Sharesies – US Tax Trap?

by Lance Morris
May 4, 2023

As a US tax practitioner in New Zealand, I’m frequently asked the question “Is Sharesies a wise investment for US citizens?”. Well…it can be, but frequently isn’t.

For those who aren’t familiar with Sharesies, here’s a brief explainer of the tax implications for US citizens in New Zealand.


Sharesies is an NZ based investment platform, which allows investors to purchase shares across a very wide range of markets. Sharesies offers fractional shares, meaning you’re able to own a portion of a share, for a lower cost than if you were to buy a full share.

Think for example of Apple stock, currently trading around US$169 per share. Platforms like Sharesies allow you to purchase a fraction of the Apple stock, rather than a full $169 share.

This has opened up share trading to a far wider audience in New Zealand, and has become hugely popular in a short period of time.

When investments are made with US taxation in mind, then Sharesies can sometimes serve as an excellent investment vehicle.

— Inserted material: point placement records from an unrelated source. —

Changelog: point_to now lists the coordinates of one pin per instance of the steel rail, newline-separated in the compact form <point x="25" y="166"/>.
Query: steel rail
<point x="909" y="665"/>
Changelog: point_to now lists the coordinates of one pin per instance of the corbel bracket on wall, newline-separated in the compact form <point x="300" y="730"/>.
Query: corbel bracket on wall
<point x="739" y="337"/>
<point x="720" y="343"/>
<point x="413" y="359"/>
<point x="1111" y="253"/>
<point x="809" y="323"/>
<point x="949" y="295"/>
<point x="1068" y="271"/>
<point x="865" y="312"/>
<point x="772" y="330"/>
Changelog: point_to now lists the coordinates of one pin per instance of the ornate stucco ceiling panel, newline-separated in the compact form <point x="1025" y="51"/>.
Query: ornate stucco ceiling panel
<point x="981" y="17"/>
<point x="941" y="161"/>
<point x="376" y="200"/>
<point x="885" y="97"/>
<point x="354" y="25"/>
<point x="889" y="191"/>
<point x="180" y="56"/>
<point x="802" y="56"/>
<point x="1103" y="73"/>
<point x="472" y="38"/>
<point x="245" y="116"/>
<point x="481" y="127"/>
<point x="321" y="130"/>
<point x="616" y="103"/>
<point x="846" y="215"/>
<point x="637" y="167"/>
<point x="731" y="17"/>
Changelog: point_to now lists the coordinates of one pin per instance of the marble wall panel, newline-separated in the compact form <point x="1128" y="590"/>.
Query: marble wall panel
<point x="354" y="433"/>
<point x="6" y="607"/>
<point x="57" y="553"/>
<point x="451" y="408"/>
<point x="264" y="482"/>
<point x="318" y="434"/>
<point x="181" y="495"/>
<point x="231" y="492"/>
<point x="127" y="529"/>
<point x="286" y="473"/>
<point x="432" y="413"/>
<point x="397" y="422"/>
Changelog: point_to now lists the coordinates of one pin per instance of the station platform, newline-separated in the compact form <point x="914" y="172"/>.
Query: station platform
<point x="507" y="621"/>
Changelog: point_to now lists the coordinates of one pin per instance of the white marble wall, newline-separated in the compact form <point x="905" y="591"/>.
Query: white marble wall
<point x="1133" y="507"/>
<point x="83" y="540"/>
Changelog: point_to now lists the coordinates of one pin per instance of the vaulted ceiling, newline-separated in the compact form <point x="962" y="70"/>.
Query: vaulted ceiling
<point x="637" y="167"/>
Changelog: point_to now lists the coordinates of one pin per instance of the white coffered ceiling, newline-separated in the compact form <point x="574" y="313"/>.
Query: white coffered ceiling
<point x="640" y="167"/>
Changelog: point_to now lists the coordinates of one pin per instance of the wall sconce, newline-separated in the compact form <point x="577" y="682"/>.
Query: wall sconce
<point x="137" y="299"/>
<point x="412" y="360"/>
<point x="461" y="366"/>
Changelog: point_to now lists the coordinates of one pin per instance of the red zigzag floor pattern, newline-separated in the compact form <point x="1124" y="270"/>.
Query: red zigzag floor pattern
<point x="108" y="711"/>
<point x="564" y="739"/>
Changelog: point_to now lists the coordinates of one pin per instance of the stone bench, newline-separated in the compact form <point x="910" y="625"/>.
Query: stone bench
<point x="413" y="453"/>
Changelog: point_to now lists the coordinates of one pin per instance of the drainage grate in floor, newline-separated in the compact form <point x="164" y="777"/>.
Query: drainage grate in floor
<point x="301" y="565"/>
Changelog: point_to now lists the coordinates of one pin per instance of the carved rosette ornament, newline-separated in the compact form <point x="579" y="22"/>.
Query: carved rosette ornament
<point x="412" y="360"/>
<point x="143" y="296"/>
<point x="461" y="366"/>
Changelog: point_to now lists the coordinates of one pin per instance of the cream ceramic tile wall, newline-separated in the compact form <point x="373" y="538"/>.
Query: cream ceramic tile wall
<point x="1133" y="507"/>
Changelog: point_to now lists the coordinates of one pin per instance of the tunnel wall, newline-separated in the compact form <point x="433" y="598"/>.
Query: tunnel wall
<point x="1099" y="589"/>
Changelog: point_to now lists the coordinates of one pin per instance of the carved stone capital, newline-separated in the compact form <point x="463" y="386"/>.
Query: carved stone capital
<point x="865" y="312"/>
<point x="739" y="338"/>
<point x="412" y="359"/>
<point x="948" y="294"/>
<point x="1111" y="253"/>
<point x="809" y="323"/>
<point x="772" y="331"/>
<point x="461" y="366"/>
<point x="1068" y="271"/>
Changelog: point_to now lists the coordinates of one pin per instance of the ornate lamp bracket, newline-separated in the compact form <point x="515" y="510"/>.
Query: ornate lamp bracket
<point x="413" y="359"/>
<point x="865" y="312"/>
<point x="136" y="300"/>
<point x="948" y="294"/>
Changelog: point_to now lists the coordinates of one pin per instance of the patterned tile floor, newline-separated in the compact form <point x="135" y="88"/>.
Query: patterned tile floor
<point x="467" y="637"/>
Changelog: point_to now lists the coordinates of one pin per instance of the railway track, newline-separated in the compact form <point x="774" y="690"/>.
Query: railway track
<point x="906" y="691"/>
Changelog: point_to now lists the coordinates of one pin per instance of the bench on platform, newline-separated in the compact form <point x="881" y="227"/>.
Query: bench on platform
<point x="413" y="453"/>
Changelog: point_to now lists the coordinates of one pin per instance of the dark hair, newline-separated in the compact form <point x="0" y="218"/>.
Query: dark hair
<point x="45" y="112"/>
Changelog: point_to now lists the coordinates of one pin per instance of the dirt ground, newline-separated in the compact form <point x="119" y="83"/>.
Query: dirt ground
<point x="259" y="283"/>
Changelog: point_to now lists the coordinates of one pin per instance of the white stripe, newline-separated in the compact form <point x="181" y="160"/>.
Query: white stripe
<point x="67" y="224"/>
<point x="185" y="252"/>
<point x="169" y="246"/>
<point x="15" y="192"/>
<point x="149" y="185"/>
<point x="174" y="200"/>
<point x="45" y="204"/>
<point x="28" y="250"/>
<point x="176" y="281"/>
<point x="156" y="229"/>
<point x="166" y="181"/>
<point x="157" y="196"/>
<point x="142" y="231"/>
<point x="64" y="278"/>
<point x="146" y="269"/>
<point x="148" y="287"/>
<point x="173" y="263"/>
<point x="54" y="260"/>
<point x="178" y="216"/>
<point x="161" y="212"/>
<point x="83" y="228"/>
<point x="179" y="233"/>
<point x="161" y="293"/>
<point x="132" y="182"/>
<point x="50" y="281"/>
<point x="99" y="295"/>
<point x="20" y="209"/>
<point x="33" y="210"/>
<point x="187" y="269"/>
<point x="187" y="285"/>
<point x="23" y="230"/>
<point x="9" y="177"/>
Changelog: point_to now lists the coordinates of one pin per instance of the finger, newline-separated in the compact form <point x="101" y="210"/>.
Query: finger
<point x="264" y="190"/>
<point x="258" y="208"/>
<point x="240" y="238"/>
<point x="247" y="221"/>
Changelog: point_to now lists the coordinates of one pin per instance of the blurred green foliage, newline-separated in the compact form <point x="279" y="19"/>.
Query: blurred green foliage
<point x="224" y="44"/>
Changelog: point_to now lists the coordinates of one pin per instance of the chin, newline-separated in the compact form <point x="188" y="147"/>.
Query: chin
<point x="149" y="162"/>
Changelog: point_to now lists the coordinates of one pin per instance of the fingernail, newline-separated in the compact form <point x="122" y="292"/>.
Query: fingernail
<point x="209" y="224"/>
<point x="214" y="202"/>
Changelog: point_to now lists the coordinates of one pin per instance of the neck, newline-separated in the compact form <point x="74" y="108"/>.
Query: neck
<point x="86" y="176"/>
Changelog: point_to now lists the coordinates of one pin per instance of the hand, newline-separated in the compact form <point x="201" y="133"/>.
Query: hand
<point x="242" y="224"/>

However, commonly, investments are made without this US consideration.

The main obstacle which US citizens face with Sharesies are PFICs, and unfortunately Sharesies is littered with them (it is considered by some that Sharesies itself is a PFIC).


As a brief explainer, a PFIC (Passive Foreign Investment Company) is a non-US company which generates at least 75% of its income from passive sources. These companies commonly have names such as the NZX Top 100 Fund, or the Asian Tech fund (these are fictional names). They usually have no business activities, and exist solely to invest in other companies.

Companies which actively earn their income through business (ie Air New Zealand, Spark etc.) are not PFICs.

For US citizens, PFICs are subject to not only punitive taxation by the US, but also punitive reporting on Form 8621.

Each separate PFIC that you are invested in, requires its own Form 8621 each year, which can be very costly to report.

Specifically, PFICs are taxed by the IRS on their unrealized gains each year, this means the increase in the value of the fund (regardless of whether you sell). In addition, the reporting requirements are complex, difficult and costly. Even by IRS estimates, each PFIC should take approximately 32 hours to report each year, from start to finish.

For example, if you owned shares in a PFIC that at the beginning of the year were worth $1000, and at the end of the year were worth $1500, then you may face a tax on that $500 of growth, despite not withdrawing (selling) your cash.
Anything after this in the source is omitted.